The hearing will be held in accordance with the provisions of Chapter 54 of the General Statutes of Connecticut. At such hearing, each Respondent will have the right to appear and present evidence, rebuttal evidence and argument on all issues of fact and law to be considered by the Commissioner.
If any Respondent does not request a hearing within the time period prescribed or fails to appear at any such hearing, the allegations herein against any such Respondent will be deemed admitted. Accordingly, the Order to Cease and Desist and Order to Make Restitution shall remain in effect and become permanent against any such Respondent and the Commissioner may order that the maximum fine be imposed upon any such Respondent.

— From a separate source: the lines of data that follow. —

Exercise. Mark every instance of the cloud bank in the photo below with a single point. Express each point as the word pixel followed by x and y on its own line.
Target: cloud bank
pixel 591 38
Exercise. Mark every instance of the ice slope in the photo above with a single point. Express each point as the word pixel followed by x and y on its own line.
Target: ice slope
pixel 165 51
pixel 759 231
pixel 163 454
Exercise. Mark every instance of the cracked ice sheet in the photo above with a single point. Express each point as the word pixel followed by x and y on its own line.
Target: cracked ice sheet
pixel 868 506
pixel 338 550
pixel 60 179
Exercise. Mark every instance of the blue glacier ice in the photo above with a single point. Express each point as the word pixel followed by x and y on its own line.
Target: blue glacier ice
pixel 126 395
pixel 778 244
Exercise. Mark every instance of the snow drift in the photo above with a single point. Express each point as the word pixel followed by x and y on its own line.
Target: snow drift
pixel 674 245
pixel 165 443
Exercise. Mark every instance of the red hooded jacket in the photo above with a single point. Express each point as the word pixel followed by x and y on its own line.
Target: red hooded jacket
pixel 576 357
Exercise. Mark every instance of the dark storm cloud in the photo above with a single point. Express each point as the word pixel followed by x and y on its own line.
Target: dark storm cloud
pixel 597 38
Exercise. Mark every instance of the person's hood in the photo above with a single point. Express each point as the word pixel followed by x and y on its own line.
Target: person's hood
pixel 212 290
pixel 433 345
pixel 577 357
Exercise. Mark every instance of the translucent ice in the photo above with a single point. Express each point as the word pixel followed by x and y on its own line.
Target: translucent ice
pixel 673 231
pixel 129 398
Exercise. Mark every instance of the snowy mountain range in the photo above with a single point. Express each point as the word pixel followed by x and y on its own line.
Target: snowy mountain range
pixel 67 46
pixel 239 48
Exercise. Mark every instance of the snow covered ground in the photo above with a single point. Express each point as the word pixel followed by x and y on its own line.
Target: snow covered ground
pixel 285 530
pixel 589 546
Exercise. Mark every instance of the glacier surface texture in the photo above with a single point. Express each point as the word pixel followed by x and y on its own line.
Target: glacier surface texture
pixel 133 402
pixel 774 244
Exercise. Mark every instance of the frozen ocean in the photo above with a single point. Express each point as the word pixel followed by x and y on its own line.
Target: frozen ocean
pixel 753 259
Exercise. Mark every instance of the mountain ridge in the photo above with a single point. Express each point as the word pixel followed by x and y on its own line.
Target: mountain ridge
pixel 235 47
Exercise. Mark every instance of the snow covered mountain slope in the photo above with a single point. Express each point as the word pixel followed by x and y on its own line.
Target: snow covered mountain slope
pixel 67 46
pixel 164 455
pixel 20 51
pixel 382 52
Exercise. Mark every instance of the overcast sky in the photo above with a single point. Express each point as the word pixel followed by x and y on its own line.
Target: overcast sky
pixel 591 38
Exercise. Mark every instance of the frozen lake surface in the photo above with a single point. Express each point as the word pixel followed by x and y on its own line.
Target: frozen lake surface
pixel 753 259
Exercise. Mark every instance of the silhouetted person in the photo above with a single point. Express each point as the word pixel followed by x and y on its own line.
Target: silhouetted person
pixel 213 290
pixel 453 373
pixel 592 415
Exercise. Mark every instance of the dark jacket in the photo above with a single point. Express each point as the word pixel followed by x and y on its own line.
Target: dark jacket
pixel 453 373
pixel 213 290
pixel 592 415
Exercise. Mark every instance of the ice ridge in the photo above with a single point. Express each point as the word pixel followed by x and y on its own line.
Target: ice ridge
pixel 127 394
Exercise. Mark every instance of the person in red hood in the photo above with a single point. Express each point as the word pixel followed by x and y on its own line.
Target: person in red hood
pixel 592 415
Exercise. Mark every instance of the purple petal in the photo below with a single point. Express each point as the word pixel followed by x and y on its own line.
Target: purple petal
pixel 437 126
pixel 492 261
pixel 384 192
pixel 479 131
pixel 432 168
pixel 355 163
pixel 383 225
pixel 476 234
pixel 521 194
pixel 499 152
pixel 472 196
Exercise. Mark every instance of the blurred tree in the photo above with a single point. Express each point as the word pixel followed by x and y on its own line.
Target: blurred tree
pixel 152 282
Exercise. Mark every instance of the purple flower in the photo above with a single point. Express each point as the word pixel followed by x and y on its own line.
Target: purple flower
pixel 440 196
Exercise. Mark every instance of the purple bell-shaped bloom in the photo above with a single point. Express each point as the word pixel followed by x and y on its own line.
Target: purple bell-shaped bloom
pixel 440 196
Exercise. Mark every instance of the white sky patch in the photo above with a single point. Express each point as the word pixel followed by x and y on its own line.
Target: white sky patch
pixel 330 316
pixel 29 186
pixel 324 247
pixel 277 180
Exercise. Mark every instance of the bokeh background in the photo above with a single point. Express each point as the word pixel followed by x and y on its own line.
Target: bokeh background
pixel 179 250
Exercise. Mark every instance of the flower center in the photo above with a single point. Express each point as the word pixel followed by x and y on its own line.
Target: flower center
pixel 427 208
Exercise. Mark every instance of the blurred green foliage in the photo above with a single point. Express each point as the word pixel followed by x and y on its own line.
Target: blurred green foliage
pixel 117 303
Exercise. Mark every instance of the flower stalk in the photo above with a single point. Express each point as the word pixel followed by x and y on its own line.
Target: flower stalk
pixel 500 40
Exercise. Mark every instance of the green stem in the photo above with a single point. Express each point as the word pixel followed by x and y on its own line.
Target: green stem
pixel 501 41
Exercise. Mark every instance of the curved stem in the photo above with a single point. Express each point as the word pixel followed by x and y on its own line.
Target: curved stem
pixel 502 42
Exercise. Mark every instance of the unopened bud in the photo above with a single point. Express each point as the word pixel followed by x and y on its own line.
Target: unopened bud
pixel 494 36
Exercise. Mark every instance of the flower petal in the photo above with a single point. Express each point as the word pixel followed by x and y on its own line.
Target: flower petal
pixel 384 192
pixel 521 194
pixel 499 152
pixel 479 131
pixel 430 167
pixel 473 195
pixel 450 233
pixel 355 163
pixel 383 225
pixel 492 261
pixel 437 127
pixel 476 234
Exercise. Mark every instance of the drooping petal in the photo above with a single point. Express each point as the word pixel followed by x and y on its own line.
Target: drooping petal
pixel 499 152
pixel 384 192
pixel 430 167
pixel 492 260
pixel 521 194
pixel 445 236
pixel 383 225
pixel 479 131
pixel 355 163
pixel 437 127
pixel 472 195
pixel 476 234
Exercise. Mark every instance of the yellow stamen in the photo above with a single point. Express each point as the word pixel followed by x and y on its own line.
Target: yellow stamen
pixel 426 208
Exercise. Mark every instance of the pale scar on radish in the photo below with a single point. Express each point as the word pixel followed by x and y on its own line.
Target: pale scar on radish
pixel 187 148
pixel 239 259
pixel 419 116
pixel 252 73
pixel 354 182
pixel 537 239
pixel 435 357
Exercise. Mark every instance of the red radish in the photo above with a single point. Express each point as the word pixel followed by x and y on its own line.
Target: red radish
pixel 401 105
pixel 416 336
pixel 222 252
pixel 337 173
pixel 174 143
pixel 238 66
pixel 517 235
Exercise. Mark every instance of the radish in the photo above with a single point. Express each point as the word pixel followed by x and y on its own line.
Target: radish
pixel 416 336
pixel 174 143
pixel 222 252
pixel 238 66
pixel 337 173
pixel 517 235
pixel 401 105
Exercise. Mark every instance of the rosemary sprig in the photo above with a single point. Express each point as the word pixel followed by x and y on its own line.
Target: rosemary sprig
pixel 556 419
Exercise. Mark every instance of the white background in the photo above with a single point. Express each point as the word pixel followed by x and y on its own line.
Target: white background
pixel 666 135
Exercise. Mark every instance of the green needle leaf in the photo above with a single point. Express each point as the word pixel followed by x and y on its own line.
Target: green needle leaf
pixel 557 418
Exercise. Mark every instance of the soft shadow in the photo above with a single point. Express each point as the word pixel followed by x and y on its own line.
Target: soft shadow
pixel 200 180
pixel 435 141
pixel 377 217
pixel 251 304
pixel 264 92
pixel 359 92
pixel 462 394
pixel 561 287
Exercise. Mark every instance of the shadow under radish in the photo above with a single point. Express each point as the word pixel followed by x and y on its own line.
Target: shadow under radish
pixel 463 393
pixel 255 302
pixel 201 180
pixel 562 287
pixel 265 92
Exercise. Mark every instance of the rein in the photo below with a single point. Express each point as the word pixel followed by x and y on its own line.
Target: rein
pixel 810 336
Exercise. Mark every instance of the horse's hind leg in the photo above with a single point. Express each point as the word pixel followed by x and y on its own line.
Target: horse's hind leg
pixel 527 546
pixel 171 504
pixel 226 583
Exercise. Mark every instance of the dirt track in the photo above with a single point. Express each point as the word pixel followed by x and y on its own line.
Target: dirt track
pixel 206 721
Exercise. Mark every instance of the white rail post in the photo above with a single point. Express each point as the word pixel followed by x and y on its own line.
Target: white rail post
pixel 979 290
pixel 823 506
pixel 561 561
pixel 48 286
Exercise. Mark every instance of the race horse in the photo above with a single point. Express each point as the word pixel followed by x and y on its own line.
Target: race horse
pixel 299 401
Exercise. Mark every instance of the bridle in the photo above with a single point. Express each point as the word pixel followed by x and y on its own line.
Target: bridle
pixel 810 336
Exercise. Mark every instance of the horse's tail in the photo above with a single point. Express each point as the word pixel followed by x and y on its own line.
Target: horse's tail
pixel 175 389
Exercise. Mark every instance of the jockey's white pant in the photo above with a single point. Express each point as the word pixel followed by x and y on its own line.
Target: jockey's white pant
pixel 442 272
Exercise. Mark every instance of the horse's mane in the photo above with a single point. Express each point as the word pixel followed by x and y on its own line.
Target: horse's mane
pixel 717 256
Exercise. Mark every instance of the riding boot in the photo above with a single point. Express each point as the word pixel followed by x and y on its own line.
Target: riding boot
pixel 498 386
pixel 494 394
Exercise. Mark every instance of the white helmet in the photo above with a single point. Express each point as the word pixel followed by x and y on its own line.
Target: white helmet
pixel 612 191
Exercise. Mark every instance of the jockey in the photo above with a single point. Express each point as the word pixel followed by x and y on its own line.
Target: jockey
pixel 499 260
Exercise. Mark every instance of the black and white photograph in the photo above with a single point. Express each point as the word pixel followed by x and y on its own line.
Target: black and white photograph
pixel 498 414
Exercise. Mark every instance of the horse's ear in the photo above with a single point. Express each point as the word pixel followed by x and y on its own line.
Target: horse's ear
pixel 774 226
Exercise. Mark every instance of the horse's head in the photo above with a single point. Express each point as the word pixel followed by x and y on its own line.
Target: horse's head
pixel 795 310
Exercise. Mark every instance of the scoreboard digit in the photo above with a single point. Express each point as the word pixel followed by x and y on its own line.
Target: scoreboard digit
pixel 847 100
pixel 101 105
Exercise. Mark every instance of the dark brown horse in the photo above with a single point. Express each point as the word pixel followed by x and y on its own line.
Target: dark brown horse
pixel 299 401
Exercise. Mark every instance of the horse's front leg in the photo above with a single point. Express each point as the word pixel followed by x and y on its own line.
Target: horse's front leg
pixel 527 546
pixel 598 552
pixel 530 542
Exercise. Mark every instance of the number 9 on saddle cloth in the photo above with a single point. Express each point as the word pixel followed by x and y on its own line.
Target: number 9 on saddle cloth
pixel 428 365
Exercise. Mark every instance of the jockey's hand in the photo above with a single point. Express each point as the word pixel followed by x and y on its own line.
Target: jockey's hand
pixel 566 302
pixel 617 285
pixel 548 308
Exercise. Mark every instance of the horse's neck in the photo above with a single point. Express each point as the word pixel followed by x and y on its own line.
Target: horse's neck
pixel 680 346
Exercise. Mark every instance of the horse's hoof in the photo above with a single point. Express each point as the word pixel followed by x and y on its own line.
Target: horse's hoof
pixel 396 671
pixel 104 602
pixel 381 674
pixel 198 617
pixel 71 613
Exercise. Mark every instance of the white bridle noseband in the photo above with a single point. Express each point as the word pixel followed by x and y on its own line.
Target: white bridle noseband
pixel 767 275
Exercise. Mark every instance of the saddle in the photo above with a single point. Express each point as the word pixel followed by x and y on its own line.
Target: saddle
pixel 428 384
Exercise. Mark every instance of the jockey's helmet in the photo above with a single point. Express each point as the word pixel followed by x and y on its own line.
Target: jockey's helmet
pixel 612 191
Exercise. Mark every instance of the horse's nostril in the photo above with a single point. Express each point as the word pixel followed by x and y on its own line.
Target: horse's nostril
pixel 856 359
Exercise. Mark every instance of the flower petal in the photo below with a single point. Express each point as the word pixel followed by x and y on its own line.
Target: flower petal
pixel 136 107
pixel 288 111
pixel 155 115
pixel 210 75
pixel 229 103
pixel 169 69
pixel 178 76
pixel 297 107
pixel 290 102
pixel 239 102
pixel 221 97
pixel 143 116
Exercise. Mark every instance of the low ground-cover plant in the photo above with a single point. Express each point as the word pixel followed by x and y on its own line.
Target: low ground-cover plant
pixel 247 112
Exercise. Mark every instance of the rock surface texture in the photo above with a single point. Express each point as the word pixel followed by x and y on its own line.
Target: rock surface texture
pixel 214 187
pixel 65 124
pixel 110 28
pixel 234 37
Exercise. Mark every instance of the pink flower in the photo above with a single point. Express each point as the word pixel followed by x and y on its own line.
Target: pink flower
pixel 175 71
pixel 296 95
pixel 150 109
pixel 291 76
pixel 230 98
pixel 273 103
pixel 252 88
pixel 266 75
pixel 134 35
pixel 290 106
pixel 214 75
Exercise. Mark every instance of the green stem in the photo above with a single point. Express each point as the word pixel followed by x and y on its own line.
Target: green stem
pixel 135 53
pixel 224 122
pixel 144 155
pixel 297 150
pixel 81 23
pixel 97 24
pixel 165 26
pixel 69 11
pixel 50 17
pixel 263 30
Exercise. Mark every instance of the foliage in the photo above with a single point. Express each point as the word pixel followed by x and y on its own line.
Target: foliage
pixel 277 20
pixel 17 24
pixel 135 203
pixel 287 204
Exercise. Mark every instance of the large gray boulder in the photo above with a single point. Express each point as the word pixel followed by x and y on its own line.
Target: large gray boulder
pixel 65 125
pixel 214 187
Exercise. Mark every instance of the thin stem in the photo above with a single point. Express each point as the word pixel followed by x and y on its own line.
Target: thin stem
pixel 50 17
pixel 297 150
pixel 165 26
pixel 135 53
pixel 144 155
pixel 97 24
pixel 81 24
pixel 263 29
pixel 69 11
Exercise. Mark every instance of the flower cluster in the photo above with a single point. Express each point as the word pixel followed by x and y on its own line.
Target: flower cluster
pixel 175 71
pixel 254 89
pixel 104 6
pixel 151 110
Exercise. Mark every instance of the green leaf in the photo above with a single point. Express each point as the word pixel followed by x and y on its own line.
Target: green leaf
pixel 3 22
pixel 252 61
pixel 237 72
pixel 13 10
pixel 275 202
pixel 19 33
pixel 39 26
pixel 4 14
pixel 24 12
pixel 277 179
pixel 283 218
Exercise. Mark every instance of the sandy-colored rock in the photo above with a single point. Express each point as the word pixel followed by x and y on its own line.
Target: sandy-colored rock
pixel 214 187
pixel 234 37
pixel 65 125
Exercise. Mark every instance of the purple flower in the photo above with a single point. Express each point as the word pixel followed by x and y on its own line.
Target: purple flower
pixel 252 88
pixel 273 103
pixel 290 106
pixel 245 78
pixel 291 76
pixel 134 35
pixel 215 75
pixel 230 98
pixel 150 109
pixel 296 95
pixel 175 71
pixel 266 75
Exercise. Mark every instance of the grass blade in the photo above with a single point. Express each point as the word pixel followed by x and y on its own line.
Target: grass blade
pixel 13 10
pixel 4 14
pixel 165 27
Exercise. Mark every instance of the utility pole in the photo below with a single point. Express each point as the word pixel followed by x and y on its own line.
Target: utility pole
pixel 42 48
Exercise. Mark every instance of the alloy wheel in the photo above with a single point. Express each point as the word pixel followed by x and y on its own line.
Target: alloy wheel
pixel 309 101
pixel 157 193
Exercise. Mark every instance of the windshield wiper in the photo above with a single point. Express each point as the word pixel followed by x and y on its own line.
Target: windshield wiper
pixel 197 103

Dated at Hartford, Connecticut, | ____/s/_____________ | |
this 20th day of July 2018. | Jorge L. Perez | |
Banking Commissioner |
CERTIFICATION
I hereby certify that on this 20th day of July 2018, I caused to be mailed by certified mail, return receipt requested, the foregoing Order to Cease and Desist, Order to Make Restitution, Notice of Intent to Fine and Notice of Right to Hearing to: Christopher Murphy at: 2840 West Bay Drive, #212, Belleair Bluffs, Florida 33770, certified mail no. 7016 2710 0000 5896 8776; P.O. Box 449, Largo, Florida 33779 0449, certified mail no. 7016 2710 0000 5896 8783; and 158 Sand Key Estates Drive, Clearwater Beach, Florida 33767-2981, certified mail no. 7016 2710 0000 5896 8790; and Vir-Sec, Inc., 2840 West Bay Drive, #212, Belleair Bluffs, Florida 33770, certified mail no. 7016 2710 0000 5896 8806.